Nivolumab is the first anticancer agent selectively targeting PD-1 to be recommended for approval in the EU. It works by activating the immune system to kill melanoma cells. The product is part of a growing group of treatments known as immune checkpoint inhibitors. The approval still needs to be authorised by the European Commission.
Nivolumab is recommended as a monotherapy for adults with advanced — unresectable or metastatic — melanoma, offering hope to those with a poor prognosis.

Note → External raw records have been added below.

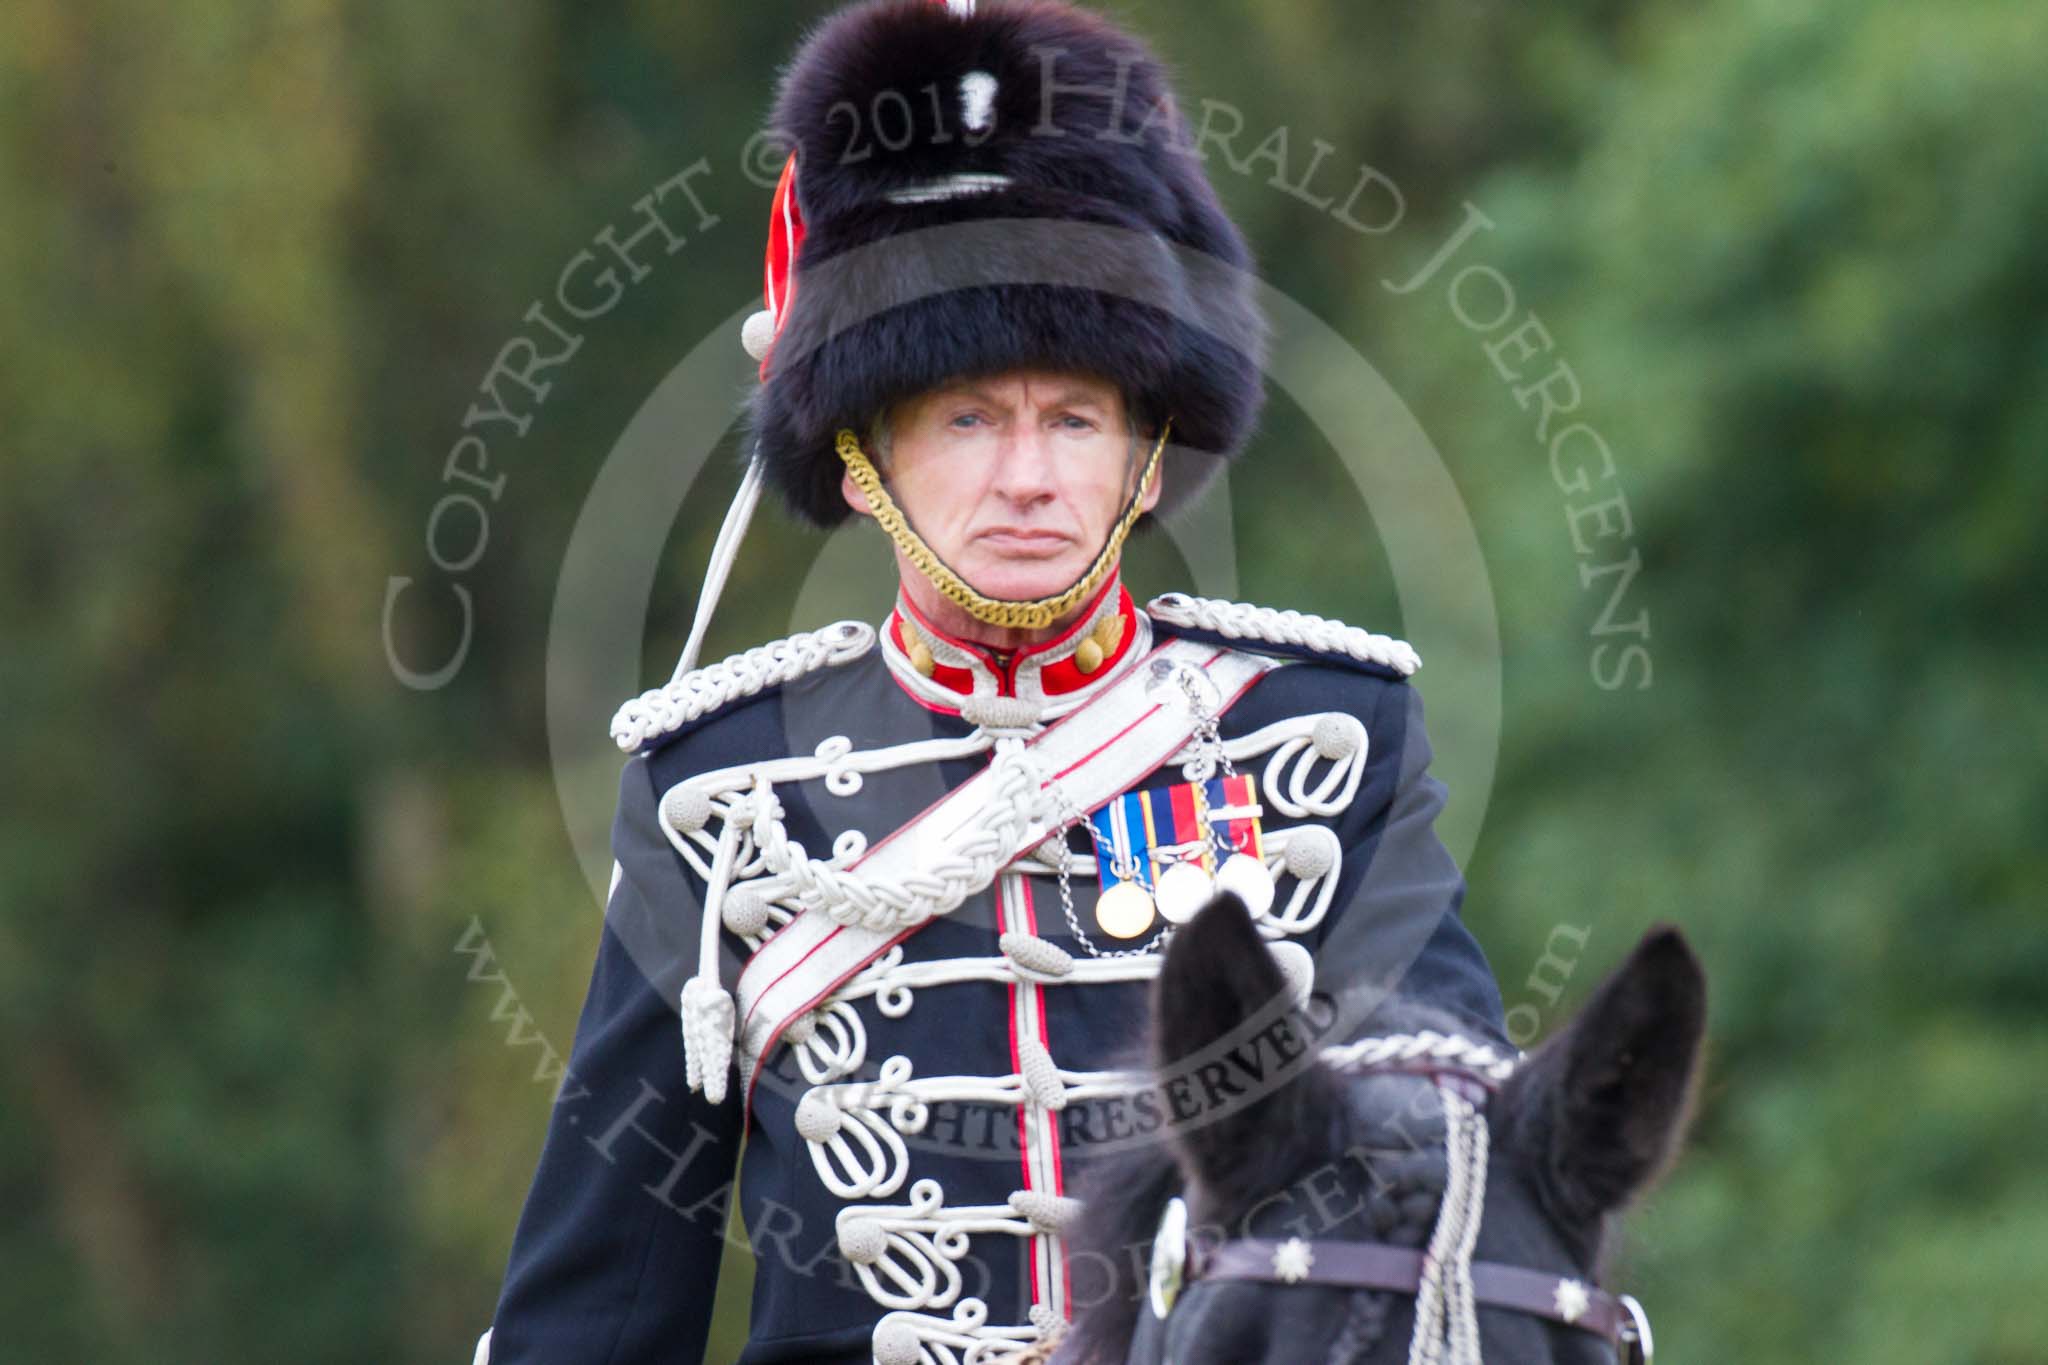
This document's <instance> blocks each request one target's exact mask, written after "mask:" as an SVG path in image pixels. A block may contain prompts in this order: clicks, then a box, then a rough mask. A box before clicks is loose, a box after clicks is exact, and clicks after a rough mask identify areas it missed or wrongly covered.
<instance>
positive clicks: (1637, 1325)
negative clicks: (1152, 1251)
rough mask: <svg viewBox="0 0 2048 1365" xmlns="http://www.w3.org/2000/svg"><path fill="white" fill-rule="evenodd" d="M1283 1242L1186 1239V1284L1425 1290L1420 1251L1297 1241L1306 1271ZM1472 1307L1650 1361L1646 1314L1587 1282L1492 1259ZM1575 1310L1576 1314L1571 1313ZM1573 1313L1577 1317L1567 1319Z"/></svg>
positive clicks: (1398, 1291) (1381, 1243)
mask: <svg viewBox="0 0 2048 1365" xmlns="http://www.w3.org/2000/svg"><path fill="white" fill-rule="evenodd" d="M1282 1246H1286V1242H1276V1240H1272V1238H1235V1240H1229V1242H1223V1244H1221V1246H1212V1248H1204V1246H1202V1244H1200V1242H1198V1240H1192V1238H1190V1242H1188V1271H1186V1283H1190V1285H1192V1283H1196V1281H1198V1279H1264V1281H1272V1283H1276V1285H1282V1283H1284V1285H1327V1287H1337V1289H1391V1291H1395V1293H1415V1291H1417V1289H1419V1287H1421V1267H1423V1254H1421V1252H1419V1250H1413V1248H1409V1246H1391V1244H1386V1242H1300V1246H1294V1248H1290V1250H1294V1252H1296V1257H1298V1252H1300V1248H1307V1252H1309V1257H1307V1269H1305V1273H1294V1271H1303V1267H1300V1263H1298V1261H1296V1263H1292V1265H1286V1273H1282V1269H1280V1267H1282V1265H1284V1263H1286V1257H1282V1252H1280V1248H1282ZM1473 1302H1477V1304H1483V1306H1487V1308H1507V1310H1511V1312H1522V1314H1532V1316H1536V1318H1548V1320H1550V1322H1561V1324H1565V1326H1571V1328H1579V1330H1583V1332H1591V1334H1595V1336H1602V1338H1606V1340H1608V1342H1612V1345H1614V1347H1616V1349H1618V1351H1620V1353H1622V1359H1624V1361H1628V1359H1647V1353H1642V1351H1640V1347H1645V1345H1647V1340H1645V1336H1647V1326H1649V1324H1647V1322H1645V1320H1642V1316H1640V1314H1642V1310H1640V1308H1634V1306H1632V1304H1628V1302H1624V1300H1620V1297H1616V1295H1612V1293H1608V1291H1606V1289H1595V1287H1593V1285H1587V1283H1583V1281H1575V1279H1571V1277H1563V1275H1546V1273H1542V1271H1528V1269H1522V1267H1518V1265H1497V1263H1491V1261H1475V1263H1473ZM1573 1310H1575V1312H1573ZM1567 1312H1571V1314H1573V1316H1569V1318H1567V1316H1565V1314H1567Z"/></svg>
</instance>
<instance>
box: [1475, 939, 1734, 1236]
mask: <svg viewBox="0 0 2048 1365" xmlns="http://www.w3.org/2000/svg"><path fill="white" fill-rule="evenodd" d="M1704 1031H1706V972H1704V970H1702V968H1700V960H1698V958H1696V956H1694V952H1692V948H1690V945H1688V943H1686V935H1681V933H1679V931H1677V929H1673V927H1667V925H1665V927H1657V929H1651V931H1649V933H1647V935H1642V941H1640V943H1636V950H1634V952H1632V954H1630V958H1628V962H1626V964H1622V968H1620V970H1616V972H1614V974H1612V976H1610V978H1608V980H1606V982H1602V986H1599V990H1597V993H1593V999H1591V1001H1589V1003H1587V1005H1585V1009H1581V1011H1579V1017H1577V1019H1573V1023H1571V1027H1567V1029H1565V1031H1563V1033H1559V1036H1556V1038H1552V1040H1550V1042H1546V1044H1544V1046H1542V1048H1540V1050H1538V1052H1536V1056H1532V1058H1530V1060H1528V1062H1526V1064H1524V1066H1522V1070H1520V1072H1518V1074H1516V1078H1513V1081H1511V1083H1509V1091H1507V1097H1505V1099H1507V1103H1509V1111H1511V1113H1516V1115H1518V1128H1522V1130H1524V1132H1526V1134H1528V1140H1530V1142H1534V1144H1538V1148H1540V1152H1532V1156H1540V1160H1542V1169H1544V1175H1546V1181H1548V1187H1550V1189H1548V1193H1550V1195H1552V1199H1556V1205H1559V1214H1561V1216H1565V1218H1569V1220H1575V1222H1595V1220H1597V1218H1599V1216H1604V1214H1608V1212H1612V1209H1616V1207H1620V1205H1622V1203H1626V1201H1628V1199H1630V1197H1632V1195H1636V1193H1638V1191H1640V1189H1645V1187H1647V1185H1649V1183H1651V1181H1653V1179H1655V1177H1657V1175H1659V1173H1661V1171H1663V1166H1665V1162H1667V1160H1669V1158H1671V1154H1673V1152H1675V1150H1677V1144H1679V1140H1681V1138H1683V1134H1686V1124H1688V1119H1690V1113H1692V1095H1694V1078H1696V1072H1698V1060H1700V1042H1702V1036H1704Z"/></svg>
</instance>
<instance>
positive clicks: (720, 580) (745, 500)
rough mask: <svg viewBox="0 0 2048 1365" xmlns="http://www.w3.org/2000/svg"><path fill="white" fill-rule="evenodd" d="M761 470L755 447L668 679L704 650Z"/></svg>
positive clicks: (751, 511)
mask: <svg viewBox="0 0 2048 1365" xmlns="http://www.w3.org/2000/svg"><path fill="white" fill-rule="evenodd" d="M764 471H766V465H764V463H762V456H760V450H758V448H756V452H754V458H752V460H748V473H745V475H741V479H739V491H737V493H733V503H731V505H729V508H727V510H725V522H721V524H719V538H717V540H715V542H713V544H711V563H709V565H705V585H702V587H700V589H698V591H696V616H694V618H692V620H690V639H688V641H684V645H682V659H678V661H676V671H674V673H672V675H670V681H678V679H682V675H684V673H688V671H690V669H694V667H696V655H698V653H700V651H702V649H705V632H707V630H711V612H713V610H715V608H717V606H719V593H723V591H725V579H727V575H729V573H731V571H733V561H735V559H739V542H741V540H745V538H748V522H752V520H754V508H756V505H760V499H762V483H764V477H766V475H764Z"/></svg>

If detected early, melanoma can often be removed by surgery and has a very good prognosis, but advanced disease has poor survival rates, with only 10–30% of patients still alive after five years.
In one randomised trial, 418 patients with advanced malignant melanoma who had not received previous treatment were given either nivolumab or standard chemotherapy (dacarbazine). After 12 months, the survival rate for those on nivolumab was much higher than those on dacarbazine (73% compared with 42%), according to the EMA.
A second study randomised 405 patients who had received previous treatment for their melanoma to receive nivolumab or chemotherapy (either dacarbazine or carboplatin and paclitaxel). It found that a greater proportion of patients responded to nivolumab compared with chemotherapy (31.7% compared with 10.6%). There is a follow-up plan to monitor the product’s safety and efficacy.
The US Food and Drug Administration (FDA) approved nivolumab for previously treated unresectable or metastatic melanoma in December 2014. In March 2015, the FDA approved an add-on indication for the treatment of patients with metastatic squamous non-small cell lung cancer (NSCLC) with progression on or after platinum-based chemotherapy.